Most of the skilled work was left to the local Peruvian builders, who we called Maestros, and who called us, "Adobe, adobe!" or "Barro, barro, barro!" There were a lot of times when I felt like I was too tired to work, or when I had trouble motivating myself, but in the end, I was really proud of the work that my team and I were able to accomplish. Despite the long hours and the grueling labor, we were able to help the community complete the bathroom (sans roof), and have a lot of fun while doing it. I learned a lot about the culture of the Sacred Valley, especially during lunch breaks and chicha breaks.

For the final couple of days of the trip, the MLK Scholars and I toured much of Peru, including the ruins of Ollaytantambo, Machu Picchu, and Moray, the salt mines of Pisac, and the cities of Aguas Calientes, Lima, and Cusco. My trip to Peru was a great experience, and I liked the balance of volunteer and tourist activity.

Even though my group and I were working with the Peruvians for less than a week, it really opened my eyes to the real conditions of rural life in a developing country. Don't get me wrong though; I don't mean that it's all hardship and sanitation issues. I guess I used to think that "developing" countries were places that needed fixing, places that were somehow broken. But after spending time with some of the people and listening to their stories, I don't think that they're broken anymore. They need some touch-ups here and there -- a bathroom here, some clean stoves there -- but their culture and communal way of life is very much in tact, and very much a reason for their survival.

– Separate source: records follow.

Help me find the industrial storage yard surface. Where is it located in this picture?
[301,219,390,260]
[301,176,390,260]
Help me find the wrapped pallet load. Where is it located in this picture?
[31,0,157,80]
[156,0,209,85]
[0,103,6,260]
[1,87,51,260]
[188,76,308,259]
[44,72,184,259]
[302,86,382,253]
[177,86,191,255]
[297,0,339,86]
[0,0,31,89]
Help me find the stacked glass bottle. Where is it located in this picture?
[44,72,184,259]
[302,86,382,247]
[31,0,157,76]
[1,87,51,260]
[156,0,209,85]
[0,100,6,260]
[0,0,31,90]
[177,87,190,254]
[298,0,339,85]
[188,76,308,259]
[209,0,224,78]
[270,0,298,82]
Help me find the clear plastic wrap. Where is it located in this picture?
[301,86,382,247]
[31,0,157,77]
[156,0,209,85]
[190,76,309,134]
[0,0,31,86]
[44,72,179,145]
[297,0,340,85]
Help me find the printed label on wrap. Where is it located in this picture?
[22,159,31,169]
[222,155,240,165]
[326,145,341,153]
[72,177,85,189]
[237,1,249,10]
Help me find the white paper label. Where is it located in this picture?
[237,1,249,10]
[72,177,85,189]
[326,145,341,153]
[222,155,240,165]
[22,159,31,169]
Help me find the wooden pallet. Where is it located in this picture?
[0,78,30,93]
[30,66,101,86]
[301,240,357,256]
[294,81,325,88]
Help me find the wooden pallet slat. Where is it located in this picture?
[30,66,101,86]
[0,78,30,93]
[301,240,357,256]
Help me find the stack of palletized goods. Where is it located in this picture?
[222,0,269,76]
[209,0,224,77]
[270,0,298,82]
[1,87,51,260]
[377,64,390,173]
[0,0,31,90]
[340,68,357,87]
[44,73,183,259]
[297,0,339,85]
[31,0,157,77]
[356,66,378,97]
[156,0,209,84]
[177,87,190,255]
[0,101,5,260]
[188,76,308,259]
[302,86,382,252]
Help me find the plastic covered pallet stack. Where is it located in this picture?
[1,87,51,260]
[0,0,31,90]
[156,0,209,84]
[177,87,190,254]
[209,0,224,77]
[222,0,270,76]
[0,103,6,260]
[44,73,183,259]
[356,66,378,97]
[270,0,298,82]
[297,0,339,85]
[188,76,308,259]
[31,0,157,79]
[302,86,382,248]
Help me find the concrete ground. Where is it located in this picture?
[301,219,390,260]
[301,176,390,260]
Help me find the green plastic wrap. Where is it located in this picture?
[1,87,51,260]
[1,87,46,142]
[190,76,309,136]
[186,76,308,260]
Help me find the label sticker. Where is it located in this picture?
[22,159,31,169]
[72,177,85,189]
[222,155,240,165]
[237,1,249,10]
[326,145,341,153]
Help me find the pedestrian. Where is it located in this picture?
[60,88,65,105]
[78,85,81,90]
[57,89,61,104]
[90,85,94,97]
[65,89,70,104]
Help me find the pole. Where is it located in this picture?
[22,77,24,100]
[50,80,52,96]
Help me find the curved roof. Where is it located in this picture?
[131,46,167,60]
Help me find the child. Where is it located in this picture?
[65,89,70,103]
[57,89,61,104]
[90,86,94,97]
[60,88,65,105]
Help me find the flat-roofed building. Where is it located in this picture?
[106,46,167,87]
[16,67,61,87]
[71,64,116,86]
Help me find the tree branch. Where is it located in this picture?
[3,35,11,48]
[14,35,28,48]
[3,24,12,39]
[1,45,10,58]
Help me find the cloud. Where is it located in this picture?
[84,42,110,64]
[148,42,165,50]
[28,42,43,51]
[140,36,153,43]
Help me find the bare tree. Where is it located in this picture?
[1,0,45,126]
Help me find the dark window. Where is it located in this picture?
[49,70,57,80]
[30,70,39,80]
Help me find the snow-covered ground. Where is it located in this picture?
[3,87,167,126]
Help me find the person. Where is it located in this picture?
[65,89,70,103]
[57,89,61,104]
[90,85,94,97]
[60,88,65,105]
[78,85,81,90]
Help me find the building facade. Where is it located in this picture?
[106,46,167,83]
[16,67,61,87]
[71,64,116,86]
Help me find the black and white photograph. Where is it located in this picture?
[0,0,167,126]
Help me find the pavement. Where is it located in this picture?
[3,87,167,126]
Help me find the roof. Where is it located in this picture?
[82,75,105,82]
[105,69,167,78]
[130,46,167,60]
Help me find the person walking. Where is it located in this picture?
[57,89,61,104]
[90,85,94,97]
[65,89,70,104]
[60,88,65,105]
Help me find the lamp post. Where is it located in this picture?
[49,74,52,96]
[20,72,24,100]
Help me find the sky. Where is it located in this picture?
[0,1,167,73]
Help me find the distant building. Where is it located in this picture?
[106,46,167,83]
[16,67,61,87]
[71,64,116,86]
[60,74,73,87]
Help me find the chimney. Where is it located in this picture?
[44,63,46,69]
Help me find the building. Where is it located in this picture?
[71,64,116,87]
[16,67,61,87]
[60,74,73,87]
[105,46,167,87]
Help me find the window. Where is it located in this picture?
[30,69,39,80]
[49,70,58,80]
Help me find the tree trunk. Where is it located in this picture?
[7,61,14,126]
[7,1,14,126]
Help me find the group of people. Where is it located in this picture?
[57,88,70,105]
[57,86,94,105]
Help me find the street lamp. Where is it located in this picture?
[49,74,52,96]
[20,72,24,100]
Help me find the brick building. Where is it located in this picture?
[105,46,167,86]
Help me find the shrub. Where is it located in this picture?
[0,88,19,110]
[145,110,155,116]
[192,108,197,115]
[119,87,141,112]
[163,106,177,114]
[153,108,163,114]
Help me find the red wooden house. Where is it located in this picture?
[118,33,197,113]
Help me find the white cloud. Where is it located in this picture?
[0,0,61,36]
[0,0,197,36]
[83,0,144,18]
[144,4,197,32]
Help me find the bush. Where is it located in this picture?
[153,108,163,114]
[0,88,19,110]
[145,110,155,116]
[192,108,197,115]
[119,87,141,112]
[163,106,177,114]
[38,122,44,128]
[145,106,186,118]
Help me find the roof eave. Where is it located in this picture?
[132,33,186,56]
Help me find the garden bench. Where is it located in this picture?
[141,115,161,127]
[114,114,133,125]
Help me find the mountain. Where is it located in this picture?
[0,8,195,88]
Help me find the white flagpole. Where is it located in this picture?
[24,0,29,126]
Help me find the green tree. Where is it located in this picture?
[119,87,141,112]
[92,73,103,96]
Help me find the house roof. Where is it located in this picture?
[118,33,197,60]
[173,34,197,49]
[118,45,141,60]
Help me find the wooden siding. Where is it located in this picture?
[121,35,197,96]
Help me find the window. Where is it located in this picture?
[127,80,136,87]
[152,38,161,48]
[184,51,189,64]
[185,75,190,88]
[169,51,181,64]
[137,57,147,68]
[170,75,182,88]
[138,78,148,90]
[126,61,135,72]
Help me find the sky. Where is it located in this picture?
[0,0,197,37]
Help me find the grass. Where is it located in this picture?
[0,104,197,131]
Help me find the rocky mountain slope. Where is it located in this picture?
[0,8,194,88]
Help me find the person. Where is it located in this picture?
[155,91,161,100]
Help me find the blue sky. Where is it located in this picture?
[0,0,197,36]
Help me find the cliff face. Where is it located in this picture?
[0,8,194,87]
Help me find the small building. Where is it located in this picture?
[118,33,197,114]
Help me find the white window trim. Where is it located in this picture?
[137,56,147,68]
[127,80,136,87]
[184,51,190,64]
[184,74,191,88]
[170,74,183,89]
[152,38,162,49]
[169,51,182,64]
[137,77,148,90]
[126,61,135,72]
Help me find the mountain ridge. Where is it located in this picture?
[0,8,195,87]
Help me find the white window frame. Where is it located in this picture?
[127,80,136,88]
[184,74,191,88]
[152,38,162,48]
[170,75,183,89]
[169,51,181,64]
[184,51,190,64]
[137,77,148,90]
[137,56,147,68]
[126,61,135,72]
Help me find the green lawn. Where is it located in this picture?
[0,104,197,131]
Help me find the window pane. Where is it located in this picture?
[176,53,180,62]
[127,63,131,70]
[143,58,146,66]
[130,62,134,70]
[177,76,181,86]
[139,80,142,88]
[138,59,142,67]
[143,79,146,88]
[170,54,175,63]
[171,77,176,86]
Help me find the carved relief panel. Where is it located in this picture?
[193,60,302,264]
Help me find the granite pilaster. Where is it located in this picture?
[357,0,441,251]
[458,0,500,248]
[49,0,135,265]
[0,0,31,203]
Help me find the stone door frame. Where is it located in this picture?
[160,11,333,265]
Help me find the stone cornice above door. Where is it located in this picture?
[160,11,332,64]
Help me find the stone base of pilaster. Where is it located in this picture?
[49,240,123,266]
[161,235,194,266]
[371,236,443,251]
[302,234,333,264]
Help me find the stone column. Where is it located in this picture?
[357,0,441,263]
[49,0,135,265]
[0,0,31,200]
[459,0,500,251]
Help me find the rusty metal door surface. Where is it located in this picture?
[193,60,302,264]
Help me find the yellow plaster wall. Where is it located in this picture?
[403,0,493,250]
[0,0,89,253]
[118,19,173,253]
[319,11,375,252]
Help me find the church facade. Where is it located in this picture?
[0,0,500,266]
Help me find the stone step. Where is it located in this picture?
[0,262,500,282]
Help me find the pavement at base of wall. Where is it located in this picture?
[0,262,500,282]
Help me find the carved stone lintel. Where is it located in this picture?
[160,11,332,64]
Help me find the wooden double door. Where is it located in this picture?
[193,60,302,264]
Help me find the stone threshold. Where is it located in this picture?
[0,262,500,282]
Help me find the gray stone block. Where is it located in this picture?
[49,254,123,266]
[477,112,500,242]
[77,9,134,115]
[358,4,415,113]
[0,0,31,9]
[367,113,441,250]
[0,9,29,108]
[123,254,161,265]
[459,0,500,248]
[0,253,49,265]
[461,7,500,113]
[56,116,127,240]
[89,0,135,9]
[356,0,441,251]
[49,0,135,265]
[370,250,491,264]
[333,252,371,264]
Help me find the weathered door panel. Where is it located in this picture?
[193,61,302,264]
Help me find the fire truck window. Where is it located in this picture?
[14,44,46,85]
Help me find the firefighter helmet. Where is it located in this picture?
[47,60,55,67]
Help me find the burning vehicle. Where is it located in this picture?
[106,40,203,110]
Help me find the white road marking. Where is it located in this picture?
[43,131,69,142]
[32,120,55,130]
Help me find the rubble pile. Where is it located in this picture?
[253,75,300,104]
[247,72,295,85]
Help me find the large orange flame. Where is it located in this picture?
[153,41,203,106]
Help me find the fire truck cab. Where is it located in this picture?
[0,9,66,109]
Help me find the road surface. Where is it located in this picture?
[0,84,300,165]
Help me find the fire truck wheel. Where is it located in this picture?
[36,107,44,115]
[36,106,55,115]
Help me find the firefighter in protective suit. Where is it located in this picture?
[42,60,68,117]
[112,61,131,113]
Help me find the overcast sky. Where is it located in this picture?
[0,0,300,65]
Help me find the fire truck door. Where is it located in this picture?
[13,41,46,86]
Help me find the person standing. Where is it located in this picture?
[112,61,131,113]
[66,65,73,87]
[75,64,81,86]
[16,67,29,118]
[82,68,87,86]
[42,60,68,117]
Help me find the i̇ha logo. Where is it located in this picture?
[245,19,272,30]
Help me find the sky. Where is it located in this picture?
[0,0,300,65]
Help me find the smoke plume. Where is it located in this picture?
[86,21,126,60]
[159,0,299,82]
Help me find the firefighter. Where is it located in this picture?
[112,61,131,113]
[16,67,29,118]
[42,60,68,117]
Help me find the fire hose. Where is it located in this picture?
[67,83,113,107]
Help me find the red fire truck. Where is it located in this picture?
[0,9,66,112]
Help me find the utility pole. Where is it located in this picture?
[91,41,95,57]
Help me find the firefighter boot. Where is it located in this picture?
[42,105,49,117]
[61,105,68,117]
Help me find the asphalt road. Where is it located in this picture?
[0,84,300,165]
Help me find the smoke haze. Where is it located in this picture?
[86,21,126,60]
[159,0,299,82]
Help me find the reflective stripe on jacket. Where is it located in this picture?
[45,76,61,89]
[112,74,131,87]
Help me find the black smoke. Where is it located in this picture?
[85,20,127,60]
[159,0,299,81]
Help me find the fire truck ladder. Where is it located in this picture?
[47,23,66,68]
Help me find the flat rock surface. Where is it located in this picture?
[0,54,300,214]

UPDATE: Here's an overdue video with some footage from Peru. I didn't get that many chances to tape because I was working all the time, and because this guy used my entire battery to tape some stupid futbol game, but here's what I managed to get away with. I'll post some pictures, too.

Comments (1)

Lisa K.:

Hello Ramil,
My name is Judge Lisa K. Hammond and I thoroughly enjoyed reading your most recent blog entry. If you ever get into legal troubles send your opponent straight to me! Love, Lisa K.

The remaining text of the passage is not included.